Saturday 30 May 2020

My List of Betterment

One of the things that I have committed myself to doing during lockdown, is reading as much as possible. As I have no current required reading for my English degree and am now living a strange limbo between second and third year, I am extremely aware of the fact that for the rest of my degree, I will never again have the same chance to read as much or as widely in a number of periods and styles as I have now. Of course, university is educating me very rigorously in a variety of periods and styles, but for every 'university book' I read, there will be 2, 3, 4+ other books that I should also read, but that university has not required me to do so.

I have just finished reading Andy Miller's The Year of Reading Dangerously, in which Miller discusses the 50 brilliant (and the 2 not so brilliant) books that he dedicated himself to reading over a year. Miller, an editor working in London, decided to read these books having reflected on the fact that reading had lost its place in his life; there were plenty of books he wanted to read, as well as many that he only pretended to others he had read. From this birthed Miller's List of Betterment, compiling a selection of some of the books he felt he ought to read, in order to better himself. Whilst The Year of Reading Dangerously is certainly not the most riveting book I have ever read, for I am much more of a lover of plot-driven fiction (but this is all part of my challenge - reading new genres and styles!!), I am enjoying it. Although I have never pretended to have read a book I have never even opened, I feel I can relate to a lot of what Miller feels about his own reading habits, for reasons discussed above. Before I knew this book existed, I had unintentionally created my own List of Betterment by dedicating my spare time to reading as much as possible before beginning my third year of university. And so as my own experience has now intersected with Miller's, I felt that this was the perfect time to put forward my own List of Betterment, which begins with the beginning of lockdown, and has not ended yet.

There are so many ways in which I could have annotated and subdivided my List of Betterment; e.g., most thought-provoking, most easily readable, most boring, but to avoid unnecessary complications, I felt that the following four categories were the most important: 
  • (gp) = Guilty pleasure, rather than aimed at bettering. There are some other titles in this list that are not particulary 'literary', but if I enjoyed them, then I think they have contributed to my betterment.
  • (dt) = Degree text. I cannot take full credit for my List of Betterment; though books 1-3, 5, and 6 have bettered my reading, they were not my own personal choices. These are texts from my English degree that were either missed due to the sudden closure of term due to covid-19, or from weeks earlier in the year, during which lecturers were striking.
  • ** = Top 7 favourites from my List of Betterment. I decided that 5 favourites was not enough, but 10 was too many.
  • :( = A book I thought would be 'bettering', but sadly was not. Steer clear of it altogether. 
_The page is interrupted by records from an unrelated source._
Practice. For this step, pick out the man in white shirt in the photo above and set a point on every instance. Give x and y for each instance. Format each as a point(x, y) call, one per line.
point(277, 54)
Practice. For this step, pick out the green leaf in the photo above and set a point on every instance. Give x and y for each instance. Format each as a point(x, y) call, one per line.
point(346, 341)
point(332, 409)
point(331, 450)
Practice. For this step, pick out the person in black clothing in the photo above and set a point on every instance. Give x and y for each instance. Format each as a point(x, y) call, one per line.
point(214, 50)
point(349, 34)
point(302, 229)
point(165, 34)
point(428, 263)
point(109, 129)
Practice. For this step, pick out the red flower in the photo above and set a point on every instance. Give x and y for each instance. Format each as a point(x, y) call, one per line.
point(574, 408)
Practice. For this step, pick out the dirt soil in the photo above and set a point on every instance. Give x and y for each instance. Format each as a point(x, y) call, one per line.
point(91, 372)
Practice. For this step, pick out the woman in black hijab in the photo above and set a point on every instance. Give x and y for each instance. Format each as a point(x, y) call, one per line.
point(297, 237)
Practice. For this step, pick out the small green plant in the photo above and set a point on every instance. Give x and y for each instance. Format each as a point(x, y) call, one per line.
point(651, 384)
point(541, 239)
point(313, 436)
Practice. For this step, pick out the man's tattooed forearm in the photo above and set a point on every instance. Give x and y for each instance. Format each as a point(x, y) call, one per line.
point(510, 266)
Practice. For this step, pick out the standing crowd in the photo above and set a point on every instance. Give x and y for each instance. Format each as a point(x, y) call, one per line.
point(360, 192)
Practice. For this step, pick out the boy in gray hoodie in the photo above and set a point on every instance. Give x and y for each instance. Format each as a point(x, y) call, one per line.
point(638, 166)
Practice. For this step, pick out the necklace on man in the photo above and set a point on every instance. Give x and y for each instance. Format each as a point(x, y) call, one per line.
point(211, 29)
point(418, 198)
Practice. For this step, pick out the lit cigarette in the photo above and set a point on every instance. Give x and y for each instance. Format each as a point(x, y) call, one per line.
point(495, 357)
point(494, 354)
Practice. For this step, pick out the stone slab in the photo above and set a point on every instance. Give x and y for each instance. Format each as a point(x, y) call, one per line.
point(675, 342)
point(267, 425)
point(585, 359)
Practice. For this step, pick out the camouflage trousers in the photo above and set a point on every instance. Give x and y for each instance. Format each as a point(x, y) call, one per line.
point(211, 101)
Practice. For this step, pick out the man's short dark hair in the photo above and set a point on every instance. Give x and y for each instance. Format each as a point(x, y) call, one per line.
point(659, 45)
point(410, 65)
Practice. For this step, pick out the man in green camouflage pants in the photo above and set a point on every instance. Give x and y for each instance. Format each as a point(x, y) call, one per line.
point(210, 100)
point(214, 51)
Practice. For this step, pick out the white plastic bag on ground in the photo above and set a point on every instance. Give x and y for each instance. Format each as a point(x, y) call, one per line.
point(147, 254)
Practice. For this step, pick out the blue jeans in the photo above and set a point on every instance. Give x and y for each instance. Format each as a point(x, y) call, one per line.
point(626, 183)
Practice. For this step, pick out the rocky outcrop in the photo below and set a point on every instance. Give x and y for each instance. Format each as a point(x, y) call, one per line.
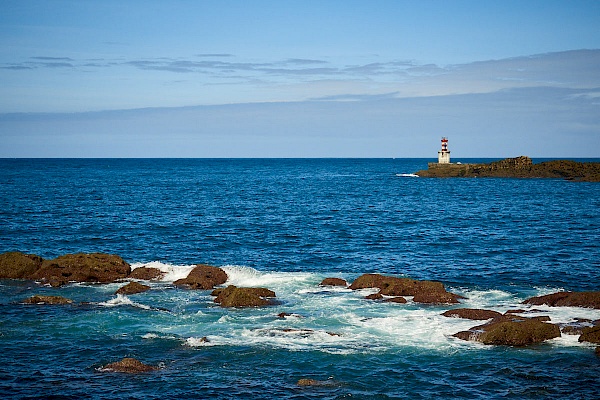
point(567, 299)
point(146, 274)
point(334, 282)
point(16, 265)
point(129, 365)
point(518, 167)
point(511, 331)
point(429, 292)
point(40, 299)
point(233, 296)
point(472, 313)
point(204, 277)
point(590, 334)
point(132, 288)
point(95, 267)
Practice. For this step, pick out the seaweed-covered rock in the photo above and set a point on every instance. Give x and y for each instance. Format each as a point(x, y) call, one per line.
point(233, 296)
point(567, 299)
point(511, 331)
point(334, 282)
point(129, 365)
point(472, 313)
point(40, 299)
point(132, 288)
point(397, 299)
point(146, 273)
point(423, 291)
point(16, 265)
point(95, 267)
point(203, 277)
point(590, 334)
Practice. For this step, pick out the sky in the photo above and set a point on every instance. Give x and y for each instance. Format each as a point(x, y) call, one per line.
point(83, 78)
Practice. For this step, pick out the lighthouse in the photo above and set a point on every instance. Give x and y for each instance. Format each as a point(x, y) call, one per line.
point(444, 154)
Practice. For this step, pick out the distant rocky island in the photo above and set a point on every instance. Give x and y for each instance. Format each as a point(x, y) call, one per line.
point(519, 167)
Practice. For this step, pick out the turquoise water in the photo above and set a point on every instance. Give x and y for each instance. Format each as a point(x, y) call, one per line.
point(286, 225)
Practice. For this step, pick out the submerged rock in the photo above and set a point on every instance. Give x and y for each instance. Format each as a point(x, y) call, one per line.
point(398, 299)
point(233, 296)
point(472, 313)
point(590, 334)
point(204, 277)
point(95, 267)
point(511, 331)
point(146, 273)
point(567, 299)
point(334, 282)
point(132, 288)
point(16, 265)
point(39, 299)
point(430, 292)
point(129, 365)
*Rosie's List Of Betterment (plus 5 university texts, 3 guilty pleasures, and 1 book that I thought would better me, but it did not).
1. The Child in Time, Ian McEwan (dt)
2. The Adoption Papers, Jackie Kay (dt) (a collection of poetry rather than a novel)
3. Zone One, Colson Whitehead (dt)
4. Keep You Close, Lucie Whitehouse
5. She, H. Rider Haggard (dt)
6. Parable of the Sower, Octavia Butler (dt)
7. Queenie, Candice-Carty Williams **
8. The Secret History, Donna Tartt **
9. Lady Chatterley's Lover, D. H. Lawrence
12. The Silence of the Girls, Pat Barker
11. Burial Rites, Hannah Kent
12. The Skeleton Cupboard, Tanya Byron **
13. North and South, Elizabeth Gaskell
14. Where The Crawdads Sing, Delia Owens **
15. Lolita, Vladimir Nabokov
16. Normal People, Sally Rooney (gp)
17. The Penelopiad, Margaret Atwood **
18. Delirium, Lauren Oliver (gp)
19. Why I'm No Longer Talking to White People About Race, Reni-Eddo Lodge **
20. The Blank Wall, Elisabeth Sanxay Holding
21. The Red Tent, Anita Diamant **
22. The Greek Myths: Stories of the Greek Gods and Heroes Vividly Retold, Robin Waterfield and Kathryn Waterfield :(
23. Autumn, Ali Smith
24. The Year of Reading Dangerously, Andy Miller
25. CURRENTLY READING: Pandemonium, Lauren Oliver (gp)

Other titles I intend to read to better myself include Anna Karenina by Leo Tolstoy, Heart of Darkness by Joseph Conrad, The Colour Purple by Alice Walker, and Americanah by Chimamanda Ngozi Adichie. If you wish to keep up with my future reading, or would like to know what else I have read since January, you can keep up with me on Good Reads!

Despite the fact that I was a typical bookworm child growing up, I can't remember the last time I read this many books over a given period of time. I set myself a challenge back in January to read 100 books this year, but I certainly didn't think that by now I would be on track and exceeding the target. The Year of Reading Dangerously was my 46th book of the year, and now I am on my 47th - only 53 more to go!